Background

The need to make decisions about admitting very old (aged 80 years or older) patients to the intensive care unit (ICU) increases as the general life expectancy increases. In the last decade, there has been an increasing interest in the ICU outcomes of the oldest old people, namely, patients aged 85 years or older and even patients aged 90 years or older [1, 2].

These patients may have an impaired capacity to recover from a critical illness [3,4,5,6], reflected in the ICU prognostic scoring systems, where all patients aged 80 years or older equally receive a maximal number of points from age [7, 8]. However, in the subgroup of very old ICU patients, the ability to recover from critical illness varies irrespective of age [9,10,11]. Therefore, focusing on factors reflecting the physiological potential for recovery could be helpful in decision-making. Examples of such factors are functional capacity and frailty, which have been documented in several ICU studies and found to be useful in predicting outcomes in very old intensive care patients [12,13,14,15,16].

In our previous study, we found that a poor premorbid functional status (PFS) [needing assistance for activities of daily living (ADL) or being unable to climb stairs] is associated with a twofold increase in the odds of death within 12 months after ICU admission in patients aged 80 years or older [17]. We also found that 78% of survivors recovered to a functional status comparable to their premorbid situation. In that study, the majority of the study population was 80 to 85 years old.

We designed the current study to assess the predictive ability of PFS among the oldest old. We aimed to assess 1) PFS and its association with one-year outcome of ICU patients aged 85 years or older and 2) to study their functional recovery by using a functional severity score and ability to return to live at home.

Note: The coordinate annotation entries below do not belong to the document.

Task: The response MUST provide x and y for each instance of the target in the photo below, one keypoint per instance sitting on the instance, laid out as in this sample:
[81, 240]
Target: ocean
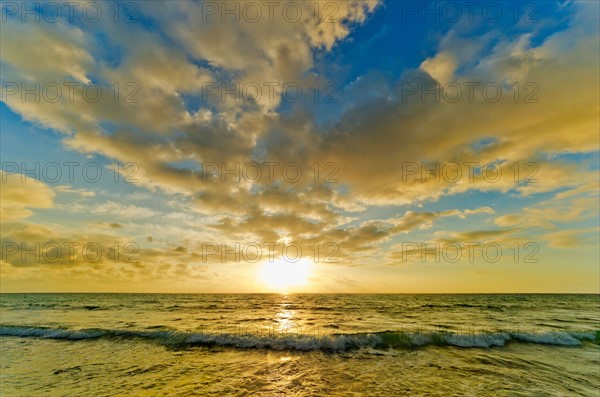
[299, 345]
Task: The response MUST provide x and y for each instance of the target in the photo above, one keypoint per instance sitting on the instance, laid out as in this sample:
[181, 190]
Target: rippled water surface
[372, 345]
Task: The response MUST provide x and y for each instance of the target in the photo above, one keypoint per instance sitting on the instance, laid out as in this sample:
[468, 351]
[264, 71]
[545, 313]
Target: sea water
[299, 345]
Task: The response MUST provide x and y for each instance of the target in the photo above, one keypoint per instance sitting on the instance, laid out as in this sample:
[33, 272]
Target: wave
[331, 343]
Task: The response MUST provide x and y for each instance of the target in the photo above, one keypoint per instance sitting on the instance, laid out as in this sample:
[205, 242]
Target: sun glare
[282, 275]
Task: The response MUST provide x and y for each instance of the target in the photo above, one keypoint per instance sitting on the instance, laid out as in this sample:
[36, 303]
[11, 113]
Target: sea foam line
[333, 342]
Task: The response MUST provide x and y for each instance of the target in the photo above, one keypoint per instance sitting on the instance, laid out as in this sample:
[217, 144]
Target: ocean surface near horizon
[300, 344]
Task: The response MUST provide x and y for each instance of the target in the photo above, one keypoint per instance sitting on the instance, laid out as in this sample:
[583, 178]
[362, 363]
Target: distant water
[297, 345]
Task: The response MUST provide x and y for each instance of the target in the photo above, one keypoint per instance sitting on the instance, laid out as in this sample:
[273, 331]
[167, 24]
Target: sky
[327, 147]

We hypothesized that poor PFS would be associated with poor 1-year outcome also in this oldest old ICU population.

Methods

This is an observational registry study based on the nationwide Finnish Intensive Care Consortium’s (FICC) database. We included data on admissions of the oldest old patients (those aged 85 or older) from May 2012 to December 2015. We excluded readmissions but had no other exclusion criteria. A part of the current study population (patients admitted between May 2012 and April 2013) made up the study population in our previous study [17].

The FICC’s database includes detailed information about patient characteristics, physiological variables, premorbid functional status and severity of illness of patients admitted to general adult ICUs in Finland [18]. We gathered data on the baseline characteristics: age, sex, type of ICU admission (scheduled surgical, emergency surgical or medical), diagnostic category (cardiac or vascular surgery, gastrointestinal surgery, neurological or neurosurgical diseases, trauma, other surgery, cardiovascular diseases, respiratory diseases, metabolic disturbances, intoxication and miscellaneous), length of stay (LOS) and treatment restrictions applied in the ICU.

In the FICC database, severity of illness is measured using the Simplified Acute Physiology Score II (SAPS II) [8], occurrence and severity of organ dysfunctions during the first 24 h are measured using the Sequential Organ Failure Assessment (SOFA) [19, 20]. Treatment intensity is measured using the Therapeutic Intervention Scoring System 76 (TISS-76) [21], that represents the intensity of care based on the work load and therapeutic interventions used (for example mechanical ventilation, vasoactive treatment, invasive monitoring and haemodialysis).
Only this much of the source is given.